J. Korean Math. Soc. 2016; 53(2): 475-488
Printed March 1, 2016
https://doi.org/10.4134/JKMS.2016.53.2.475
Copyright © The Korean Mathematical Society.
Da Woon Jung, Byung-Ok Kim, Hong Kee Kim, Yang Lee, Sang Bok Nam, Sung Ju Ryu, Hyo Jin Sung, and Sang Jo Yun
Pusan National University, Korea Science Academy, Gyeongsang National University, Pusan National University, Kyungdong University, Pusan National University, Pusan National University, Pusan National University
We study the structure of central elements in relation with polynomial rings and introduce {\it quasi-commutative}as a generalization of commutative rings.
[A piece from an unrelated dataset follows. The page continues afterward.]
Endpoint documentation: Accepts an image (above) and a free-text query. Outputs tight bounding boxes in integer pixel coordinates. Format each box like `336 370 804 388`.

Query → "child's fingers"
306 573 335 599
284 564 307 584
The Jacobson radical of the polynomial ring over a quasi-commutative ring is shown to coincide with the set of all nilpotent polynomials; and locally finite quasi-commutative rings are shown to be commutative. We also provide several sorts of examples by showing the relations between quasi-commutative rings and other ring properties which have roles in ring theory. We examine next various sorts of ring extensions of quasi-commutative rings.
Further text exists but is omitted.